Toronto, Canada (LifeNews.com) — A Japanese researcher presented the results of new studies he conducted showing the ability to turn mouse skin cells into cells that closely resemble embryonic stem cells. The discovery could provide another method for stem cell research that can be effective but doesn’t require the destruction of human life for stem cells.

Shinya Yamanaka of Kyoto University in Japan reported he was able to boost the activity of just four genes to turn the skin cells into embryonic ones. He presented his results at a meeting of the International Society for Stem Cell Research.

Yamanaka said his research team thought they could reprogram adult stem cells to have embryonic properties. His team identified 24 genes that were specifically expressed in mouse embryonic cells and used viral vectors to introduce extra copies of the genes into skin cells taken from mouse tails, according to ScienceNOW Daily News.

When the team inserted copies of the 24 genes into the adult cells, they found a small percentage of the cells took on the embryonic characteristics.

Through a process of elimination, the team found that four genes were most responsible for producing the embryonic-like results.
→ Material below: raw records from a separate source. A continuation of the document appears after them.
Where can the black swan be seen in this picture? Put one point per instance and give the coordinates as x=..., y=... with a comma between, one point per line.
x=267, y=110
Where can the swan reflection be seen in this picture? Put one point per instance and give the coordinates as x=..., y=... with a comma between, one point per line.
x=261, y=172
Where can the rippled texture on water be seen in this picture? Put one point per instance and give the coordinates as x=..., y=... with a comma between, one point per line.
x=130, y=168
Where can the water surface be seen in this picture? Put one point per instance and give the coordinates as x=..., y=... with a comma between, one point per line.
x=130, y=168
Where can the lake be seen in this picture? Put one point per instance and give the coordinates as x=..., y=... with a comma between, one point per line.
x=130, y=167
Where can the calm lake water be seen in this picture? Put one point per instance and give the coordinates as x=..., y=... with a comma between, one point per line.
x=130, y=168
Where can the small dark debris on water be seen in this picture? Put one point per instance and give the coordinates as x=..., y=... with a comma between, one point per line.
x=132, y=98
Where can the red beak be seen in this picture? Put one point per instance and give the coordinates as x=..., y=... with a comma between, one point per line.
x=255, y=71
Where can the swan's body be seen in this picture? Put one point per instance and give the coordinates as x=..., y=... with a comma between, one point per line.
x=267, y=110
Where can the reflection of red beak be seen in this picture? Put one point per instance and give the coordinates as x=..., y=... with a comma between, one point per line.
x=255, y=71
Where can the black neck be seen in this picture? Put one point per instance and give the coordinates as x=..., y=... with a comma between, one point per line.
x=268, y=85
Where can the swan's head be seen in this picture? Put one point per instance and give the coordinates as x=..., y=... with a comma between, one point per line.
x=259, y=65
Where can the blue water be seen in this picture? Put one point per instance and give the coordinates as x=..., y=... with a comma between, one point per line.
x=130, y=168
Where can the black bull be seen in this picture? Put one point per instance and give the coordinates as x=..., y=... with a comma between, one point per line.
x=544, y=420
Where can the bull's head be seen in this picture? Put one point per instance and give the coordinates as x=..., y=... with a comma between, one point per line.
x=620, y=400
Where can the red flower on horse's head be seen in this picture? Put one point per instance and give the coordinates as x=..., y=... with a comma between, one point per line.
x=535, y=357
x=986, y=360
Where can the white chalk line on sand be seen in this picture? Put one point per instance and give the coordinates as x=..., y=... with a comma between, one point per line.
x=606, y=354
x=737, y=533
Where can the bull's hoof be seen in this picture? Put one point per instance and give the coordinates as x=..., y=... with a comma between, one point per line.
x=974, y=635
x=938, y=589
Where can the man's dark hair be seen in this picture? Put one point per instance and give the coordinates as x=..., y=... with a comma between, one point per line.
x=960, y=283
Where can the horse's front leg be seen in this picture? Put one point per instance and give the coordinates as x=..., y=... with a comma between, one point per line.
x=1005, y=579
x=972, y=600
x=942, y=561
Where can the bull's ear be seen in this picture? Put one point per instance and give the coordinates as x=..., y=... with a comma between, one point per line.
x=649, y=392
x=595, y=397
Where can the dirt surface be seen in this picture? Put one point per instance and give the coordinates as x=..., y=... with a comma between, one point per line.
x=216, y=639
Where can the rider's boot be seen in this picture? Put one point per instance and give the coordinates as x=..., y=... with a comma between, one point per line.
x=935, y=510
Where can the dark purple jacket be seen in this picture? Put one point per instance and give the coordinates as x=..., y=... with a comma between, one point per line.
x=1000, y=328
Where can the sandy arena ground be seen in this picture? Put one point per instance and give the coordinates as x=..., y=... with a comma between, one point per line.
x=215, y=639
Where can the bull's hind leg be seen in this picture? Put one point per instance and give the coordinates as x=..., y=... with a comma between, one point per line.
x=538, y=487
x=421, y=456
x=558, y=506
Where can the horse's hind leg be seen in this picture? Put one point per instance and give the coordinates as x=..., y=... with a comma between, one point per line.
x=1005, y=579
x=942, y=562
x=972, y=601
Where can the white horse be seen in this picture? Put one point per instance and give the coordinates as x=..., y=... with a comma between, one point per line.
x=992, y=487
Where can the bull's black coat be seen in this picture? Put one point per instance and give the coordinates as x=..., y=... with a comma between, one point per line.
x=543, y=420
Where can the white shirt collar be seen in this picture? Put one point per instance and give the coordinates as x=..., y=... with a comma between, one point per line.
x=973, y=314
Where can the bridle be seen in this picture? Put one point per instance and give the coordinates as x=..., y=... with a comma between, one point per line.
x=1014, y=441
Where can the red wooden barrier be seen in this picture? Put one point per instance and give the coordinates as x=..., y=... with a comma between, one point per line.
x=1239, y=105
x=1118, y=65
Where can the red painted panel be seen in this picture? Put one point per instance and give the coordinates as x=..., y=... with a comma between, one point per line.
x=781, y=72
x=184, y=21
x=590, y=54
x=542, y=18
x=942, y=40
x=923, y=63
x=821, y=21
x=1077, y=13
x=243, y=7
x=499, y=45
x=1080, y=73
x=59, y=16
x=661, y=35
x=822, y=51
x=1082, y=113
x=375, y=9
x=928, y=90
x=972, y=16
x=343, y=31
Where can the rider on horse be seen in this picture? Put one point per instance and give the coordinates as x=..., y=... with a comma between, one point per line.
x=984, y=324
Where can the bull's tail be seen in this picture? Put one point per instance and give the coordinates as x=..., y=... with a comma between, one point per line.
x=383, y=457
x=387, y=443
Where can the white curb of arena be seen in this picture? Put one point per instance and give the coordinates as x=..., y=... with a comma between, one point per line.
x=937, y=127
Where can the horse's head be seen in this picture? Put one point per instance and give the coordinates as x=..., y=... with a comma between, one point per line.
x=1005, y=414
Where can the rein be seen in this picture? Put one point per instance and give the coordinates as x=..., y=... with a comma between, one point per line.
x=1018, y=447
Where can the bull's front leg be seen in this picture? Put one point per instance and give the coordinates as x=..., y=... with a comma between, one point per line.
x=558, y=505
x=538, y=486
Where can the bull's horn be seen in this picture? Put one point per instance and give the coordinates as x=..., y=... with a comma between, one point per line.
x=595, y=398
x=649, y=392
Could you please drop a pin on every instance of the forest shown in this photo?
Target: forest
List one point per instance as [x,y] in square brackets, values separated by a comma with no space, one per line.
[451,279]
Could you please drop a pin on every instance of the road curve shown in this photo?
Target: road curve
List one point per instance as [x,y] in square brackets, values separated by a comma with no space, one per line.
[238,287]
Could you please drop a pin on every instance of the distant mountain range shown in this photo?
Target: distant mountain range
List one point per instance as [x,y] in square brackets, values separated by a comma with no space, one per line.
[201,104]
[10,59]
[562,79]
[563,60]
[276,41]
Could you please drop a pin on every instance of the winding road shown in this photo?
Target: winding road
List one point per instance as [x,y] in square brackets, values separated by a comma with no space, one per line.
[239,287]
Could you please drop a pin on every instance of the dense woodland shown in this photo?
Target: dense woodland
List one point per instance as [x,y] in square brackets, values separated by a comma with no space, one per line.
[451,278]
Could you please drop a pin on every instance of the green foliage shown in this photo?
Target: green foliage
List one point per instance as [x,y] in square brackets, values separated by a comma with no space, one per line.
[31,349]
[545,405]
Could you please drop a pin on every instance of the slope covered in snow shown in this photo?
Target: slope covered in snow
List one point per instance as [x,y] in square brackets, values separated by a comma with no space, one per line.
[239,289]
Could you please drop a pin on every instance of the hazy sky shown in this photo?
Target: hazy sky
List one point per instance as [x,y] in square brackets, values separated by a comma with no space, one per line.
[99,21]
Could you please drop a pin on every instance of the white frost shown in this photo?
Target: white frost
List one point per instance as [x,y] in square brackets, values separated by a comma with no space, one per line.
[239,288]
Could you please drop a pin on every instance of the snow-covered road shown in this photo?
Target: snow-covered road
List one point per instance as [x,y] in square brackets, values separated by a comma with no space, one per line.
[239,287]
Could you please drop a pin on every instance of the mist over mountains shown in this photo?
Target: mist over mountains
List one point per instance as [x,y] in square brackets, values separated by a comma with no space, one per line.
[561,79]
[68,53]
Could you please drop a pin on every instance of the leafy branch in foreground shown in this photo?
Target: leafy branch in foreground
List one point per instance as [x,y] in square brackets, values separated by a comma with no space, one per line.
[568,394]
Three of the genes have been studied before, according to ScienceNOW, but a fourth was not typically recognized as producing embryonic-like traits.

When examined further, the embryonic-like adult stem cells formed several kinds of tissue in a petrii dish and produced tumors when injected into the mice — both things that embryonic stem cells do.

Yamanaka’s team has not tried the experiments with human cells yet because of differences in mouse and human development. He said there may be a different set of genes in human cells that would prompt adult cells to act like embryonic ones.

Kevin Eggan of Harvard University, who also works on cell reprogramming, told ScienceNOW her was impressed with Yamanaka’s presentation, but said that more research needs to be done because just 1 in 1,000 adult cells were reprogrammed successfully.

"But this is the litmus test" for finding the genes that are essential for reprogramming, he said.

This isn’t the first time researchers have been able to turn adult stem cells into embryonic ones.

Researchers at Tufts University said in February 2005 that they believe they have discovered an adult stem cell that has the same potential as embryonic stem cells.

The scientists used specialized cell-sorting machines to obtain different types of adult stem cells from the bone marrow of three donors. Tests on the cells show that they appear to be capable of changing into the many varied types of cells that make up the human body.

The bone marrow cells were injected into the hearts of rats who had experienced heart attacks.

Once inserted, some of the cells became new heart muscle and tissue, as adult stem cells have done before in numerous successful experiments. However, the cells also turned into new blood vessels to support the ailing hearts.

Douglas Losordo, the Tufts cardiologist who headed up the research team, said at the time, "I think embryonic stem cells are going to fade in the rearview mirror of adult stem cells."